Tuesday, July 6, 2010

on cool

"This one girl who I had been watching most of the night stood squashed in the middle of the front row, and when she caught me looking at her, I gave her a smile. She made a gagging look and turned back to the band, swaying her head to the beat. And I got really disgusted and started thinking, what was this girl's problem? Why couldn't she have been nice and smiled back? Was she worried about imminent war? Was she feeling real terror? Or inspiration? Or passion? That girl, like all the others, I had come to believe, was terminally numb. The Talking Heads record was scratched maybe, or perhaps Dad hadn't sent the check yet. That was all this girl was worried about. Her boyfriend was standing behind her, a total yuppie with Brylcreamed hair and a very thin tie on. Now what was this guy's problem? Lost I.D.? Too many anchovies on his pizza? Broken cigarette machine? And I keep looking back at the girl - had she forgotten to tape her soap this afternoon? Did she have a urinary tract infection? Why did she have to act so fucking cool? And that's what it all came down to: cool.

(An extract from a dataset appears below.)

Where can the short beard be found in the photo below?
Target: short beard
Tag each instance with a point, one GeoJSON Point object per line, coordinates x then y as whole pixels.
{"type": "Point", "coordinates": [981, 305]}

I wasn't be cynical about that bitch and her asshole boyfriend. I really believed that the extent of their pitiful problems exceed to far from what I thought. They didn't have to worry about keeping warm, or being fed, or bombs, or lazers, or gunfire. Maybe their lover left them, maybe that copy of "Speaking in Tongues" was really scratched. But I came to understand, standing there, the floor vibrating beneath me, the band blaring in my head, that these problems and the pain they felt were genuine. I mean, this girl probably had a lot of money, and so did her dumb-looking boyfriend. Other people might not sympathize with this couple's problems and maybe they didn't really matter in the larger realm of things - but they still mattered to Jeff and Susie; these problems hurt them, these things stung... and that's what struck me as really pathetic. But, I forgot about her and those other geeks, and did the last of the coke Lars was offering me."